Not very interesting, is it?

Sincerely,

Connor

A week later he got his first reply from Stephen Hart.

Dear Connor,

I will take this one statement at a time. First, if you don't want me to wind up reading the crossed out bits, you'd best get a fresh sheet and start over, one line through won't stop me from reading it. Or I suppose you could scribble over it until I can't read it, but I think having a second draft version will probably serve you better.

As for your teacher, it sounds like she is patronising to an appalling degree, and I pity you for having her attention. I assume then, that she's trying to do some sort of idiotic experiment to try to improve your school experience, rather than getting on with teaching things. I hate it when they do that. If they're not going to do anything useful, they could just leave us alone to read or get homework done in class.

I haven't the faintest notion why it would matter in this whether you use blue ink or green. Hell, use purple ink for all I care, this is supposed to be a handwriting exercise, or so they say.

As for Madonna, making your father turn purple may be the only valid use for her albums, but it's a better reason for listening to her than I've heard from anyone else. I assume your brother listens so that he can . . . well, best not talk about that in a letter some teacher might read.

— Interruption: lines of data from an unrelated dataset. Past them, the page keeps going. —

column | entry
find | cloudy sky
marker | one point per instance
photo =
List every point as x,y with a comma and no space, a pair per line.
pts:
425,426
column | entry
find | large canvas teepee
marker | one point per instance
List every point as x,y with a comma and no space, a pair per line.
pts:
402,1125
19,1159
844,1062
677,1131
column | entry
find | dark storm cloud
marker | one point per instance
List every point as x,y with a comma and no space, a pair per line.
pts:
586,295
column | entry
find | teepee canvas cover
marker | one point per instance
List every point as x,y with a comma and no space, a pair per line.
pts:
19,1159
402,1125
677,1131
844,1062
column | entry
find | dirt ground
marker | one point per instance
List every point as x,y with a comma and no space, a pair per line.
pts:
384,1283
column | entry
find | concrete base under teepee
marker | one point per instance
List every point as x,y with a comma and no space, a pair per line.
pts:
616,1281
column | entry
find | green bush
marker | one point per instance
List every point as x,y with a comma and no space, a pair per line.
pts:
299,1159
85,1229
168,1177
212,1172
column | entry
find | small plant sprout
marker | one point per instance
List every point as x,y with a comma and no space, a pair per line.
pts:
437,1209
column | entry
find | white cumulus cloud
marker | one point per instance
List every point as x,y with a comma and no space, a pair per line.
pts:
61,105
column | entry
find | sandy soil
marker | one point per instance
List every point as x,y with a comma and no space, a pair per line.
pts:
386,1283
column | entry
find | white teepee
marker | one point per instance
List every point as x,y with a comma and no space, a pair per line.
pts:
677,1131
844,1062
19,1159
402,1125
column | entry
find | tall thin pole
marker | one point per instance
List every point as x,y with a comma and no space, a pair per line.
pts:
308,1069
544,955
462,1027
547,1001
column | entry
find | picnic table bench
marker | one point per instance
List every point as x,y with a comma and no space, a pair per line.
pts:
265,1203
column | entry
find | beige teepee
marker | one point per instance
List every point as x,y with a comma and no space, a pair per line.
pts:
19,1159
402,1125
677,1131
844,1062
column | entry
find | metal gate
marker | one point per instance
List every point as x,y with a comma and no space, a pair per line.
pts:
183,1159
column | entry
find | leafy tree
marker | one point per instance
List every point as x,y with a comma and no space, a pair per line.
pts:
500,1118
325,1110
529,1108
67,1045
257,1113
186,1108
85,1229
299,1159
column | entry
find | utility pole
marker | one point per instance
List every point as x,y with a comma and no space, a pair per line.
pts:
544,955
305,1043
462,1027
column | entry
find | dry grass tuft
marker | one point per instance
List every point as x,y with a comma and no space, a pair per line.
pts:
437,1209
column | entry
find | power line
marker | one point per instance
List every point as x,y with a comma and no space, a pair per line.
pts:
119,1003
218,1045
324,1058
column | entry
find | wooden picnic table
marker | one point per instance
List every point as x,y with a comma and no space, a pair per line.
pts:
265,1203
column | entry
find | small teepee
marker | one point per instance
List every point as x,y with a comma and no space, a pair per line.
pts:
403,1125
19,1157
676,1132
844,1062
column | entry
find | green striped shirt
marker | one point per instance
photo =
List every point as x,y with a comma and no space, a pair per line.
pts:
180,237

The last thing is two questions. You go to after-school maths programs, is that for fun (misplaced modifiers, maybe)? And dinosaurs? As in you want to be a paleontologist or something like that?

I'm from Torquay, in Devon. My favourite music is from groups like Guns N' Roses and Queen. I know it's not really cool, but my favourite television show isn't even on anymore, Doctor Who. I've had to look everywhere to find tapes of the really old episodes, but I found some.

I think that's enough writing to keep my teacher happy about it.

Sincerely,

Stephen

In spite of how much he still didn't like being Miss Murphy's pet project, Connor sort of liked having someone to talk to who wasn't like his classmates. He set himself to answering the letter.